さらに30分単位で電気使用量の計測できるスマートメーターが普及することで、より多様なプランの登場が予想される。2025年以降、国内人口の減少に伴い住宅分野の電力契約数は減少する見込みだが、2020年の料金規制撤廃を皮切りにピーク別料金をベースとしたプランや、HEMS、太陽光発電システム(PV)、エネルギー貯蔵システム(電気自動車や蓄電池、エコキュート、エネファームなど)を連携させ、「エネルギーの見える化」や制御機能を活用したプランなどが発売されることで市場拡大が続く。こうした影響で、電気料金型DRサービスの市場規模は2030年に300億円まで拡大するとしている。
ネガワット取引サービスは、特定規模電気事業者の多くが供給力不足に直面しているため、サービスに対するニーズは高いとしている。しかし、現時点の安価なインバランス料金はDRアグリゲーターにとってビジネスメリットに欠けると指摘。そのため静観するDRアグリゲーターも多く、実質的な市場の立ち上がりは2018年以降としている。
その後は2020年には送配電部門の分離により、小売電気事業者には供給力確保が求められ、インバランスに対するペナルティも厳しくなると見込まれる。そのためネガワット取引のニーズが高まり、同時にインバランス料金が上昇することで市場は拡大していくと予想した。
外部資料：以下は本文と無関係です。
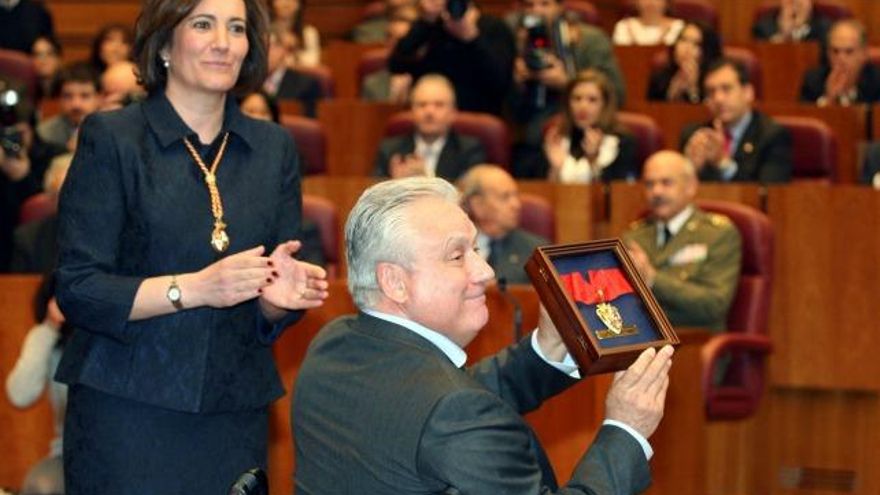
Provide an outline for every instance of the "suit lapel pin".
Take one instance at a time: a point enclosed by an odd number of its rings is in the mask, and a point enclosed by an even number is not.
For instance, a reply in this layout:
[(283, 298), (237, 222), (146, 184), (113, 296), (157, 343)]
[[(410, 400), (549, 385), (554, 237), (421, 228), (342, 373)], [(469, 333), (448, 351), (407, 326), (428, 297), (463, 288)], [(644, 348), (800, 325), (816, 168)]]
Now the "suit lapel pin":
[(752, 143), (745, 143), (743, 144), (743, 151), (745, 151), (746, 153), (751, 153), (755, 151), (755, 145), (753, 145)]

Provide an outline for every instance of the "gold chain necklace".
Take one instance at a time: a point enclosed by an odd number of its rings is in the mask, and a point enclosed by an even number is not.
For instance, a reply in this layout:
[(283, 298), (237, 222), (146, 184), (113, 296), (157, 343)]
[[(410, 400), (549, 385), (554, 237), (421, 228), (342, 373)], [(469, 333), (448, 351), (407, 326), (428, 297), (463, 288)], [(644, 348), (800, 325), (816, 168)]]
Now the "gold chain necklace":
[(229, 247), (229, 236), (226, 235), (226, 224), (223, 222), (223, 202), (220, 199), (220, 190), (217, 189), (217, 166), (223, 159), (223, 153), (226, 151), (226, 141), (229, 140), (229, 133), (223, 135), (223, 142), (220, 143), (220, 149), (217, 150), (217, 156), (211, 163), (211, 169), (202, 161), (202, 157), (196, 152), (195, 147), (189, 142), (189, 138), (183, 138), (183, 143), (189, 154), (192, 155), (193, 161), (202, 169), (205, 174), (205, 184), (208, 185), (208, 193), (211, 195), (211, 213), (214, 214), (214, 231), (211, 232), (211, 247), (214, 251), (222, 253)]

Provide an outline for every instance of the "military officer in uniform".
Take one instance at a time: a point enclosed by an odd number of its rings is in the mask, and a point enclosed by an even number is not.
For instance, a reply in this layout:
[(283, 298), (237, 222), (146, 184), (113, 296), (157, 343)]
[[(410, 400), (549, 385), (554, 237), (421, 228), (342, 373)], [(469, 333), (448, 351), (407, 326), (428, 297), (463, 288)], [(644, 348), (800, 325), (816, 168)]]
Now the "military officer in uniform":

さらに2022年頃には将来の予備力を確保するため供給力取引する容量市場の創設も予想され、DRアグリゲーターなどの参入が増えるとしている。
アンシラリーサービスは、2017年4月から送配電事業者が公募により調整力調達を開始することで市場が立ち上がり、2020年のリアルタイム市場の創設を機に拡大が本格化すると見込んだ。現在、日本国内では複数の蓄電池を統合制御し、電力需給の調整に活用する実証試験が活発になっている。アンシラリーサービスは需要側への蓄電池の普及と、こうした蓄電池の統合制御技術との組み合わせ、さらに複数の需要家側のエネルギーリソースをアグリゲーションするビジネスが立ち上がることで拡大が期待できるとしている。